Destaque do projeto, a faixa O fole roncou conta com a participação especial da cantora e compositora paraibana Cátia de França. Não é a primeira vez que a canção e o trabalho artístico de Jorge se cruzam. O Nação Zumbi gravou uma versão de O fole roncou para a coletânea Baião Viramundo, um tributo ao centenário do Rei do Baião. “Eu coloquei essa música no Baião granfino, porque a considero importantíssima. E foi bom ter trazido a Cátia, que é uma artista das antigas e que chegou a ver de perto o Luiz Gonzaga tocando”, explica o cantor.
Parceria
A ideia do álbum surgiu ainda em 2017, durante as gravações do programa musical Clubversão, no qual artistas de diferentes gerações criam novas versões de clássicos da música popular. No programa, Du Peixe gravou a música Manhã de carnaval (Luiz Bonfá/Antônio Maria) ao lado do sambista Wilson Neves. Fábio Pinczowski, produtor do programa, e que assina a produção musical do disco, logo se interessou em fazer um projeto com Jorge. Ali nascia a parceria que resultaria no Baião granfino, gravado no início deste ano, em São Paulo.
A escolha do repertório foi tomando forma em 2020, no início da pandemia, em conversas entre Du Peixe e Pinczowski. O intuito era manter a célula harmônica do baião, mas trazendo outros elementos musicais para a música de Gonzagão. A faixa Orélia, por exemplo, foi transformada em um ska, gênero musical nascido na Jamaica nos anos 1950, acompanhada pela tradicional rabeca do cancioneiro nordestino.
Para o cantor, o baião proporciona um vasto horizonte de possibilidades rítmicas, incluindo também elementos eletrônicos à leitura da obra de Gonzaga por Jorge Du Peixe. “Não só na música de Luiz Gonzaga, mas o eletrônico cabe em qualquer coisa, desde que haja limites da sua intenção, da sua perspectiva musical. Tanto é que nasceu o Baião granfino”, analisa Jorge, que diz ser averso o uso do termo “modernizar”: “Acho cafona”.
“Tratando-se de uma obra eterna e tão extensa como a de Luiz Gonzaga, fica até difícil de escolher linhas melódicas e harmônicas do baião, que já foi gênero nacional, pop brasileiro que antecedeu a bossa nova e a Tropicália, e que flerta com todos os gêneros. Então é totalmente possível trazer elementos eletrônicos para a música dele”, explica.

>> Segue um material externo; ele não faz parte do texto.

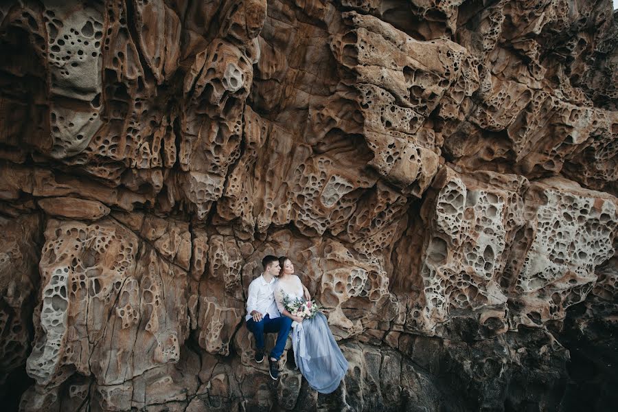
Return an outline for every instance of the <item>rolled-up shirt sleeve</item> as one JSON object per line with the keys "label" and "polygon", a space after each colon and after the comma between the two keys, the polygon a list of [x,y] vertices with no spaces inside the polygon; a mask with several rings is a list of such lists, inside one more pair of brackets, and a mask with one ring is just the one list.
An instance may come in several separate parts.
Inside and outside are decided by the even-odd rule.
{"label": "rolled-up shirt sleeve", "polygon": [[249,297],[247,299],[247,314],[249,315],[253,310],[258,310],[258,284],[252,282],[249,284]]}

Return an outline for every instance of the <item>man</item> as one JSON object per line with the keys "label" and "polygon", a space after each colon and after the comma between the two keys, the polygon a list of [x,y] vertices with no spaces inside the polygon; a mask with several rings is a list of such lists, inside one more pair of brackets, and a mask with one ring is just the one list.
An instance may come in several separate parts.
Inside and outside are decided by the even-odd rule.
{"label": "man", "polygon": [[275,256],[268,255],[262,260],[264,272],[251,283],[247,299],[247,328],[255,338],[255,362],[264,360],[264,334],[277,332],[277,342],[268,356],[271,378],[279,378],[278,360],[283,354],[290,334],[292,319],[282,317],[275,302],[275,283],[281,266]]}

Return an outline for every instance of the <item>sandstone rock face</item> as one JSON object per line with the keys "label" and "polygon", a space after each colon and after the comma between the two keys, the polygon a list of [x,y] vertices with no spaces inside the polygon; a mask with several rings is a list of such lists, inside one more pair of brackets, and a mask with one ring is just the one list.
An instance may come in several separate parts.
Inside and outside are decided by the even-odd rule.
{"label": "sandstone rock face", "polygon": [[[5,404],[608,409],[616,16],[608,0],[3,2]],[[253,360],[266,254],[292,260],[350,362],[332,394],[289,342],[278,382]]]}

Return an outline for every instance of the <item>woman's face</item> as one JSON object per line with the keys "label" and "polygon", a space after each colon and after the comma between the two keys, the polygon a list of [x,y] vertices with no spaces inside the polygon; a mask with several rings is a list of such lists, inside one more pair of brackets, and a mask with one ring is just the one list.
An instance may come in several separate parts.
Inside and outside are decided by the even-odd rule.
{"label": "woman's face", "polygon": [[285,275],[291,275],[294,273],[294,265],[292,264],[292,262],[290,262],[289,259],[286,260],[286,264],[284,265],[283,272]]}

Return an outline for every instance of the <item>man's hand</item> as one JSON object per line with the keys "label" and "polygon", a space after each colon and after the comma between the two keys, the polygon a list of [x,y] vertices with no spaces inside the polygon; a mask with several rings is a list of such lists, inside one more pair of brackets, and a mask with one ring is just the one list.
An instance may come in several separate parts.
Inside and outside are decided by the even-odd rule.
{"label": "man's hand", "polygon": [[262,314],[258,312],[257,310],[251,311],[251,316],[253,317],[254,322],[259,322],[262,320]]}

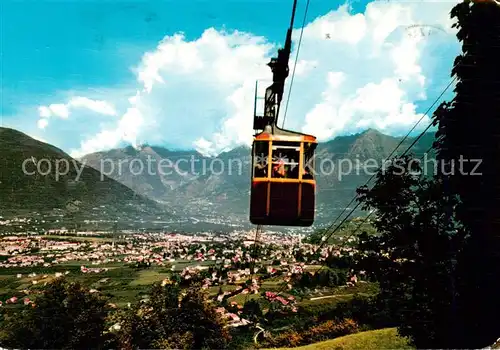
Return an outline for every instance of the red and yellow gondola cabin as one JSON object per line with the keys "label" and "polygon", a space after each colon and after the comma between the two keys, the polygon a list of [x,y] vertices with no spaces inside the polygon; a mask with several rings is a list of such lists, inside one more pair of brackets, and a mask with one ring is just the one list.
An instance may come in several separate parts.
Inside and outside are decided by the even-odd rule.
{"label": "red and yellow gondola cabin", "polygon": [[315,211],[316,137],[266,127],[255,135],[250,221],[256,225],[311,226]]}
{"label": "red and yellow gondola cabin", "polygon": [[[297,0],[294,0],[285,46],[268,63],[273,83],[263,98],[257,97],[258,84],[255,86],[253,129],[256,133],[250,190],[250,222],[255,225],[311,226],[314,223],[316,137],[285,130],[277,124],[289,72],[296,7]],[[264,100],[262,114],[257,113],[260,99]]]}

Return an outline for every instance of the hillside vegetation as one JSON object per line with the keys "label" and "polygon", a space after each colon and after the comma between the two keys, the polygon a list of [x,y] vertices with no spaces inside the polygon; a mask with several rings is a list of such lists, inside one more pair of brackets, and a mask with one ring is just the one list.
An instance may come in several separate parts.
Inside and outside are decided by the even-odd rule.
{"label": "hillside vegetation", "polygon": [[296,350],[380,350],[380,349],[415,349],[408,345],[408,341],[398,335],[396,328],[385,328],[374,331],[360,332],[314,343],[297,348],[281,348]]}

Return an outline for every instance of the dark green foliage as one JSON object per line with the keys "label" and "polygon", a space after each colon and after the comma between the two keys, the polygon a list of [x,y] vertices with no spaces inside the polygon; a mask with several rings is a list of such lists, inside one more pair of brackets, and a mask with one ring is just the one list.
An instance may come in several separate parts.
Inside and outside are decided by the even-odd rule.
{"label": "dark green foliage", "polygon": [[2,325],[4,346],[31,349],[99,349],[106,300],[81,285],[57,279],[36,298],[36,306],[9,315]]}
{"label": "dark green foliage", "polygon": [[200,286],[182,296],[179,286],[152,287],[149,301],[120,316],[118,343],[128,349],[224,349],[229,334]]}
{"label": "dark green foliage", "polygon": [[243,305],[243,315],[250,321],[257,321],[262,317],[262,308],[257,300],[249,300]]}
{"label": "dark green foliage", "polygon": [[463,237],[458,227],[444,225],[456,203],[443,195],[440,180],[420,179],[412,159],[395,159],[372,189],[358,190],[363,207],[376,209],[379,232],[360,237],[367,257],[359,268],[379,281],[380,298],[398,316],[403,335],[419,348],[446,347],[455,296],[453,249]]}
{"label": "dark green foliage", "polygon": [[460,198],[456,220],[466,237],[457,256],[455,339],[457,346],[480,348],[499,337],[493,320],[500,311],[500,7],[464,2],[451,16],[462,54],[453,69],[456,97],[435,115],[436,148],[448,173],[455,165],[443,179]]}

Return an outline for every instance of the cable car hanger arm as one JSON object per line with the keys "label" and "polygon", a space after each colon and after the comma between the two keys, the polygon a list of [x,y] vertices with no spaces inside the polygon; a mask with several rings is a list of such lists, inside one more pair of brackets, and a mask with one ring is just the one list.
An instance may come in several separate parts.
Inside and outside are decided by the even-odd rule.
{"label": "cable car hanger arm", "polygon": [[273,72],[273,83],[266,89],[264,116],[266,118],[266,124],[270,125],[273,129],[278,123],[279,109],[285,89],[285,80],[289,73],[288,62],[292,50],[292,30],[296,9],[297,0],[294,0],[292,18],[286,34],[285,45],[282,49],[278,49],[278,56],[271,58],[271,61],[267,64]]}

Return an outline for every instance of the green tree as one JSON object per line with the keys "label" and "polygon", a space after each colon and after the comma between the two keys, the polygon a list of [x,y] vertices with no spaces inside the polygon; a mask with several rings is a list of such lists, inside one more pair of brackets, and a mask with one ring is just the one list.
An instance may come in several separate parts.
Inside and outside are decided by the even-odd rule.
{"label": "green tree", "polygon": [[379,233],[361,235],[366,257],[359,268],[379,281],[380,296],[403,335],[418,348],[446,348],[454,339],[450,257],[463,237],[459,227],[443,224],[447,208],[456,207],[443,195],[443,182],[421,179],[413,160],[394,159],[372,189],[358,189],[363,209],[375,210]]}
{"label": "green tree", "polygon": [[465,230],[457,256],[455,339],[462,348],[480,348],[499,337],[492,320],[500,312],[500,6],[463,2],[451,17],[462,54],[452,72],[456,96],[436,113],[436,149],[447,172],[445,192],[459,197],[456,220]]}
{"label": "green tree", "polygon": [[229,341],[224,323],[200,286],[183,296],[178,285],[155,284],[149,301],[136,304],[120,318],[117,338],[127,349],[223,349]]}
{"label": "green tree", "polygon": [[35,307],[6,318],[1,343],[24,349],[99,349],[107,314],[104,298],[56,279],[36,298]]}

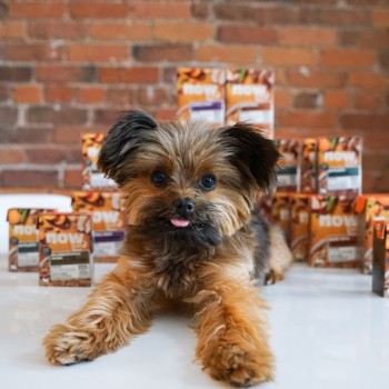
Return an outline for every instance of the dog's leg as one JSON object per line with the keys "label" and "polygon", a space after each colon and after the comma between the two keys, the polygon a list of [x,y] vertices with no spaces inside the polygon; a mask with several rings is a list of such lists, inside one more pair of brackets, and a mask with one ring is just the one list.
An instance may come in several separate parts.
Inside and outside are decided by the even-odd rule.
{"label": "dog's leg", "polygon": [[117,267],[94,290],[90,300],[64,323],[53,326],[43,339],[51,363],[92,360],[144,332],[152,317],[150,289],[143,289],[132,269]]}
{"label": "dog's leg", "polygon": [[197,358],[217,380],[249,387],[273,378],[268,345],[266,302],[258,289],[236,280],[208,286],[197,303]]}

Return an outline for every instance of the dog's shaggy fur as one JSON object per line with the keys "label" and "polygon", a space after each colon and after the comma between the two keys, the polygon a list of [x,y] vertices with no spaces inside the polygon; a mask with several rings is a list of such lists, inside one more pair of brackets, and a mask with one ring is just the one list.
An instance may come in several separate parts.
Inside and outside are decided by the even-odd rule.
{"label": "dog's shaggy fur", "polygon": [[273,142],[248,124],[158,124],[127,112],[99,158],[128,213],[122,257],[84,307],[51,328],[49,361],[112,352],[162,307],[183,303],[211,377],[237,387],[271,380],[267,305],[255,282],[282,279],[291,256],[280,230],[252,209],[273,188],[278,159]]}

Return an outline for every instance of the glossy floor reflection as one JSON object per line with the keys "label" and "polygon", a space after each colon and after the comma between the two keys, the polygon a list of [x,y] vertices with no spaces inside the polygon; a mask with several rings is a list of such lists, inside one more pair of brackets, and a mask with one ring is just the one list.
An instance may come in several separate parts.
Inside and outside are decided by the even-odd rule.
{"label": "glossy floor reflection", "polygon": [[[37,275],[9,273],[0,257],[1,388],[227,388],[193,361],[190,321],[164,315],[131,346],[93,362],[47,363],[47,329],[79,308],[89,288],[40,288]],[[97,278],[111,265],[97,265]],[[389,299],[370,292],[371,279],[355,270],[295,265],[286,281],[263,291],[271,306],[277,380],[261,388],[348,389],[387,387]]]}

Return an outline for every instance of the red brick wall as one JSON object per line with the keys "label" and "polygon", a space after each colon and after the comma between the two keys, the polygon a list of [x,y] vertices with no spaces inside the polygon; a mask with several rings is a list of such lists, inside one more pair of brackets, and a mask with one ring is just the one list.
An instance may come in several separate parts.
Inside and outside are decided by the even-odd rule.
{"label": "red brick wall", "polygon": [[388,0],[0,0],[0,186],[79,187],[80,132],[172,118],[193,64],[276,69],[277,136],[362,134],[389,191]]}

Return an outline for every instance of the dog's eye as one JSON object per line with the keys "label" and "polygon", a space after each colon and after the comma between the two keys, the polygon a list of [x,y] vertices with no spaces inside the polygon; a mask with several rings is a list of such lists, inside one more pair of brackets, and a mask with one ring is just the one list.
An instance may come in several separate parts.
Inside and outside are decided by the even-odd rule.
{"label": "dog's eye", "polygon": [[203,190],[212,190],[216,187],[216,177],[213,174],[205,174],[199,181],[199,186]]}
{"label": "dog's eye", "polygon": [[161,187],[168,180],[168,176],[160,170],[156,170],[151,173],[151,182],[154,187]]}

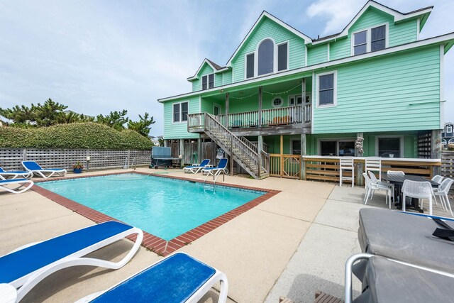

Jorge Du Peixe lembra que Luiz Gonzaga cantava outros gêneros além do baião, como bolero e maracatu-canção. “Era um artista à frente do seu tempo. Nunca teve, inclusive, medo de guitarra. O fole roncou, por exemplo, é um baião com uma intenção de rock ‘n’ roll”, destaca.
Para o cantor, o momento de chegada do Baião granfino é muito oportuno, nesse “momento de escuridão que passamos”. “É importante trazermos um artista tão grandioso quanto Luiz Gonzaga para as pessoas. Mais do Brasil para o Brasil. Não à toa, o primeiro single foi Rei Bantu, que é um grito de ancestralidade e de empoderamento. Com certeza o disco veio no momento certo”, analisa Du Peixe.
Trajetória
A carreira musical de Jorge começa em 1993. Após a morte precoce de Chico Science, ele assume os vocais do Nação Zumbi, da qual já era integrante. Com a banda, lançou 13 discos, fez parceria com diversos artistas e shows em vários países.
O artista também integra outros projetos musicais, como a banda Los Sebosos Postizos, com quem lançou o disco Los Sebosos Postizos com músicas de Jorge Ben Jor, produzido por Mário Caldato Jr., e o grupo Afrobombas, que tem como vocalista, além de Du Peixe, Lula Lira, filha de Chico Science.
Jorge também trabalhou no cinema, compondo trilhas para filmes nacionais, como Amarelo manga (2003), e Febre do Rato (2011), de Cláudio Assis. Lançou também, em 2020, o livro juvenil A nave vai, pela editora Barbatana. Em formato de compacto, a publicação conta com o texto e a narração de Jorge Du Peixe e as ilustrações do artista Rodrigo Visca. Recentemente, fez parcerias com os artistas Marcelo D2, na música Pela sombra, e Edi Rock, na música e clipe Vai.